All adjustments made by the Committee under this paragraph shall be conclusive.

         Subject to any required action by the shareholders, if the Company
shall be a party to any reorganization involving merger, consolidation,
acquisition of the stock or acquisition of the assets of the Company, the
Committee in its discretion (a) may declare the Plan's termination in the same
manner as if the Board of Directors had terminated the Plan pursuant to
Paragraph 16 below, or (b) may declare that any option granted hereunder shall
pertain to and apply with appropriate adjustment as determined by the Committee
to the securities of the resulting corporation to which a holder of the number
of shares of Common Stock subject to the option would have been entitled.

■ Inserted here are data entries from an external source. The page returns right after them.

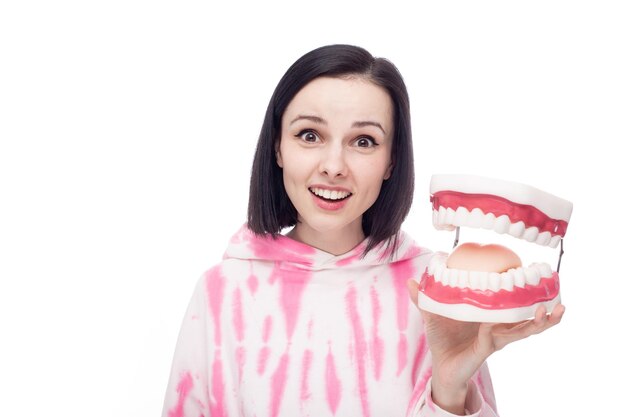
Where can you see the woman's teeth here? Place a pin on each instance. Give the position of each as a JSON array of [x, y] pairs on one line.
[[330, 195]]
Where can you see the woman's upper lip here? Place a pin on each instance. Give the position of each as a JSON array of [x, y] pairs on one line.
[[330, 188]]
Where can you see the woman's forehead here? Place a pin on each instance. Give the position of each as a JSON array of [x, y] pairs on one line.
[[341, 99]]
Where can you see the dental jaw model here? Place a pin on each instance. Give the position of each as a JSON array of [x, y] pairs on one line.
[[487, 283]]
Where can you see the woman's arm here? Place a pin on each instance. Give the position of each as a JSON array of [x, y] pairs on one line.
[[187, 388]]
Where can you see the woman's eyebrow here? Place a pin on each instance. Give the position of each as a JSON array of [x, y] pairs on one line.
[[368, 123], [315, 119], [319, 120]]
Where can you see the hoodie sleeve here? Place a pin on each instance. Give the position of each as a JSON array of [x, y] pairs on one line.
[[480, 401], [187, 393]]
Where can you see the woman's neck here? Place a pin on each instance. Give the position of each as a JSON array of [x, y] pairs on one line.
[[333, 242]]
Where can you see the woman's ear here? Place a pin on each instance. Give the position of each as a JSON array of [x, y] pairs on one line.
[[279, 158], [388, 172]]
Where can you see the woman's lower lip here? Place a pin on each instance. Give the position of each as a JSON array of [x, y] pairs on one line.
[[329, 204]]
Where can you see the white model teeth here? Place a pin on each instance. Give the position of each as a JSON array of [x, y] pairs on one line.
[[330, 195], [483, 281], [448, 219]]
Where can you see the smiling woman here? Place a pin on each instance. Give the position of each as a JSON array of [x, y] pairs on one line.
[[335, 162], [319, 321]]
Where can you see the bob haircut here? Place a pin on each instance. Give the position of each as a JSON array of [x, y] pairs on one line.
[[269, 207]]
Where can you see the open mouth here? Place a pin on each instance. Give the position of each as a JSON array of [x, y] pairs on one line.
[[330, 196], [521, 211]]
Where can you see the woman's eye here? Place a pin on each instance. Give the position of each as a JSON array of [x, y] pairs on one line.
[[365, 142], [308, 136]]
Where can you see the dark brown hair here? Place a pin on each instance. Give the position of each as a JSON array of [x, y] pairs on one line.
[[269, 207]]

                                       6
<PAGE>   7
         Any issue by the Company of any class of preferred stock, or securities
convertible into shares of common or preferred stock of any class, shall not
affect, and no adjustment by reason thereof shall be made with respect to, the
number or option price of shares of Common Stock subject to any option except as
specifically provided otherwise in this Paragraph 15. The grant of an option
pursuant to the Plan shall not affect in any way the right or power of the
Company to make adjustments, reclassifications, reorganizations or changes of
its capital or business structure or to merge or to consolidate or to dissolve,
liquidate or sell, or transfer all or any part of its business or assets.

         16.      AMENDMENT OR TERMINATION.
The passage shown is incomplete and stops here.